Annie Ernaux consacrera les deux ouvrages suivants à la mémoire de son père (« La place » en 1983) et à sa mère (« Une femme » en 1987). Le doute n’est plus possible pour la façon de se positionner de cette romancière qui parle de sa vie pour toucher tous les êtres, pas seulement les femmes, car qui n’a jamais tenté de comprendre qui était son père ou sa mère pour lui au moment d’une séparation cruelle et soudaine (même quand la maladie travaillait depuis longtemps dans l’ombre ou dans la lumière) ? Ce sont d’ailleurs ces deux derniers ouvrages qui ont, du moins à mon avis, fait connaître cette normande exilée en banlieue parisienne. « La place » a obtenu, d’une façon très pertinente et méritée, le prix Renaudot 1984.

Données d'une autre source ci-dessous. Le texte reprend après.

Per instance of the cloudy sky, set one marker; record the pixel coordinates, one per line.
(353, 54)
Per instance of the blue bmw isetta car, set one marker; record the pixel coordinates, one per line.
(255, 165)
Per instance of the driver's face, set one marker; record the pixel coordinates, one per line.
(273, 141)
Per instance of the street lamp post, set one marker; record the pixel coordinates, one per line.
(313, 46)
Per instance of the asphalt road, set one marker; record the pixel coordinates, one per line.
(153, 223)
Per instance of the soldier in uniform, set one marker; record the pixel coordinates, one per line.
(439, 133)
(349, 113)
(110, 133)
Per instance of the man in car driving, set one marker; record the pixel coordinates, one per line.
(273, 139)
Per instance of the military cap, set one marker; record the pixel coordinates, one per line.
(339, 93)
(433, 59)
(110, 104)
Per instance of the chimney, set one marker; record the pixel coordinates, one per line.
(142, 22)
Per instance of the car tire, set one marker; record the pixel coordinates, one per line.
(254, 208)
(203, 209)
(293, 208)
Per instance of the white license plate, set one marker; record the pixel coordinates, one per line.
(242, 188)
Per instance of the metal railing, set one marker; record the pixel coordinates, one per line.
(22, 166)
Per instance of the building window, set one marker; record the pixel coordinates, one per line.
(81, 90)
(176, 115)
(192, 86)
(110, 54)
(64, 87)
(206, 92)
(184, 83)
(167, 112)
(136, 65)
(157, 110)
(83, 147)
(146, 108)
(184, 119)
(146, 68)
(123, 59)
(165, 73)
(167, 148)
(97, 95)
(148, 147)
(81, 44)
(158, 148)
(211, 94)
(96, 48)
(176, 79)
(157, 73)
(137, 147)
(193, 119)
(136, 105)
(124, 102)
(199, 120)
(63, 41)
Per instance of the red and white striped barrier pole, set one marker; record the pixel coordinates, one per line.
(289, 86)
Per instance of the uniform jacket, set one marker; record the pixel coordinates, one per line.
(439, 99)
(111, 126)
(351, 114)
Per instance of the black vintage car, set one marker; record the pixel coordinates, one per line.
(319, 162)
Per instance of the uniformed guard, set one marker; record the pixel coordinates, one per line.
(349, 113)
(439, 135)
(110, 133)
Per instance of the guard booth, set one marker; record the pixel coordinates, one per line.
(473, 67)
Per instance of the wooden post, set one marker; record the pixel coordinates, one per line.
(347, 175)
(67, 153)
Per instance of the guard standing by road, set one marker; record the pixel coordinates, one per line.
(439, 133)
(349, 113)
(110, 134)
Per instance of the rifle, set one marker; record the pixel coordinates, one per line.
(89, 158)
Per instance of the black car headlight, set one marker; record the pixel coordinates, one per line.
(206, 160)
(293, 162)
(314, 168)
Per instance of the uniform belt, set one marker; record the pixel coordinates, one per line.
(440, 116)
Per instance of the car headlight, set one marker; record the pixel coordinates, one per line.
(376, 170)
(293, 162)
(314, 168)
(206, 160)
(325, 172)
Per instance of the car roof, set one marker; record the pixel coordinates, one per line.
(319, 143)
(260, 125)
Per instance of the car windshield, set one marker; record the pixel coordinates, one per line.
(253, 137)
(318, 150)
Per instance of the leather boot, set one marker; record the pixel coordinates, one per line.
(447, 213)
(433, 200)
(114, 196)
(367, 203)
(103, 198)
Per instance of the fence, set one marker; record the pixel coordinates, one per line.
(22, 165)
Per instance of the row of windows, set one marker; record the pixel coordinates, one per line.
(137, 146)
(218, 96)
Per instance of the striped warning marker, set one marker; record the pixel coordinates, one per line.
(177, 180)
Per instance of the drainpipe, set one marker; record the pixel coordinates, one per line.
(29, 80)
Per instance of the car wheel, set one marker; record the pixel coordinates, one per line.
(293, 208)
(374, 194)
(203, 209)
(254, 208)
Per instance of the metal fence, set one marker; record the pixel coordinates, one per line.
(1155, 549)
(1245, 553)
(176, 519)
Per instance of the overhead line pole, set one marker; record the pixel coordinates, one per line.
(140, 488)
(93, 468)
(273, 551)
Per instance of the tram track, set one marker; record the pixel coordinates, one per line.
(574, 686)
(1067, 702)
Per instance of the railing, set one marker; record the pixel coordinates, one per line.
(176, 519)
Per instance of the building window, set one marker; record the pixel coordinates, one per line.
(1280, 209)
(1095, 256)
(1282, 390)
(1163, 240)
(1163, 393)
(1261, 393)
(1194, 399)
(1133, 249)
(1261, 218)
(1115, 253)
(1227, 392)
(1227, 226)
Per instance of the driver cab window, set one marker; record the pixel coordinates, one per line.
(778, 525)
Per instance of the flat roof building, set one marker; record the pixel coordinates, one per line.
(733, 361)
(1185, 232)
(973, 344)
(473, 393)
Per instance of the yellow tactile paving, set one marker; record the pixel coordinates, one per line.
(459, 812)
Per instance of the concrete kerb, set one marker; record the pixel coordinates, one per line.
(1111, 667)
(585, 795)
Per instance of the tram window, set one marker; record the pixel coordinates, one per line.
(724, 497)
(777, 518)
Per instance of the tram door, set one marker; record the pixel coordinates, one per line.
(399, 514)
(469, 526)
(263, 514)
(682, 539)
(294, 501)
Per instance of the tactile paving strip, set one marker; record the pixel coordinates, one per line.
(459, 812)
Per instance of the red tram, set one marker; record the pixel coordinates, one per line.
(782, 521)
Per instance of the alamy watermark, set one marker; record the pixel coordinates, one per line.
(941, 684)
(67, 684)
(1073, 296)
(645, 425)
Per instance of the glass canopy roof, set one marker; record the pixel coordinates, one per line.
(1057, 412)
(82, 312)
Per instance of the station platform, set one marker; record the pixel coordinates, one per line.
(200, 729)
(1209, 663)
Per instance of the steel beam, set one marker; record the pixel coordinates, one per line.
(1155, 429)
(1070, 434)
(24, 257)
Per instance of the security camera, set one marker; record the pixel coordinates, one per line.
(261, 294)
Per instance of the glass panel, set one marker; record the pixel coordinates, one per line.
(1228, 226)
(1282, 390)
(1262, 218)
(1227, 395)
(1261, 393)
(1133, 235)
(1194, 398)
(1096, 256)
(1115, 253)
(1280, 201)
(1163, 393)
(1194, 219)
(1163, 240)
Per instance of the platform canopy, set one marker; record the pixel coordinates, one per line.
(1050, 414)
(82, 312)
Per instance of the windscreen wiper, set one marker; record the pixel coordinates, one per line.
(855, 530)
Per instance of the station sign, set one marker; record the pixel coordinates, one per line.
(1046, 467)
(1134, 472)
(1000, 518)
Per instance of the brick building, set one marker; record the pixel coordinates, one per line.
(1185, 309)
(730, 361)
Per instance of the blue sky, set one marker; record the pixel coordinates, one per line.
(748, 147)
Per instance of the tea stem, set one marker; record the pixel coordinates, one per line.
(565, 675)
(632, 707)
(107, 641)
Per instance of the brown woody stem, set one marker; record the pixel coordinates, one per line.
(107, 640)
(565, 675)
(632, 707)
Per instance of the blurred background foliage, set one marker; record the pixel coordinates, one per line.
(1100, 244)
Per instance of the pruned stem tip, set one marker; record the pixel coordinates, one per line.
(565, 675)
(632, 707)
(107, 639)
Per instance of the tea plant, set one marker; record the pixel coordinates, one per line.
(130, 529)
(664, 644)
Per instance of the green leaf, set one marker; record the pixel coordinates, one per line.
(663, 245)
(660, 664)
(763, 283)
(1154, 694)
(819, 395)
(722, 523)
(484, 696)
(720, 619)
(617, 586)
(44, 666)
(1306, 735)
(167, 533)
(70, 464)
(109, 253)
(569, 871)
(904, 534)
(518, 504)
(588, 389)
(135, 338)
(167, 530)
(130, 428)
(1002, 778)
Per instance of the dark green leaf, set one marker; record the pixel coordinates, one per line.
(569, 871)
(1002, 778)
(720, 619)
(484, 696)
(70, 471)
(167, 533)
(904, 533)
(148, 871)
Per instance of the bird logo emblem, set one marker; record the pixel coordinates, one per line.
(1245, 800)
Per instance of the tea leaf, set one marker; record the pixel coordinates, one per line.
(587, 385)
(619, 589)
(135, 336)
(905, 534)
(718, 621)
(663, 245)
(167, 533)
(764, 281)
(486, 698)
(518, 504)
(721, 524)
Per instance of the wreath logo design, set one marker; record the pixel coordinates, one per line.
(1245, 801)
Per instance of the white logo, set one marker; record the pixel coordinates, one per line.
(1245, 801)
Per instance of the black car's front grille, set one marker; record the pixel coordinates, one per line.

Les deux derniers ouvrages abordés dans cette étude de Denis Fernandez-Recatala sont « Passion simple » (1991) et « Journal du dehors » (1993) qui relève presque du journal intime, du livre de souvenir ou de l’introspection… Mais laissons notre spécialiste vous dire ce qu’il pense de cette romancière :
« Au fil de ses livres, Annie Ernaux semble s’être refusée aux artifices. Le roman lui est apparu comme une somme périmée. Une forme s’est imposée qui, temporairement, l’a conduite à colliger des fragments appuyés à des silences, autrement dit des soupirs… »
Depuis elle a continué dans la même voie et je peux dire que pour moi elle est devenue la grande romancière de la vie quotidienne et elle nous raconte des histoires dont on ne sait plus si ce sont des extraits de la sienne ou de la notre…
Ce livre est à lire par tous ceux qui aiment Annie Ernaux, quant aux autres prenez le temps de lire ou relire « La place » ou « Une femme » qui restent les deux plus grands, les meilleurs, les plus représentatifs de ce qu’Annie est capable de nous offrir, nous apporter… Quant aux autres textes je vous en parlerai le plus rapidement possible avec mes mots et la passion que j’ai pour ces ouvrages qui m’accompagnent depuis 1991, du jour où j’ai découvert « Passion simple ».
Bien que datant un peu, cette étude reste excellente et elle ouvre de nombreuses portes de réflexion et compréhension pour entrer dans l’œuvre d’Annie Ernaux.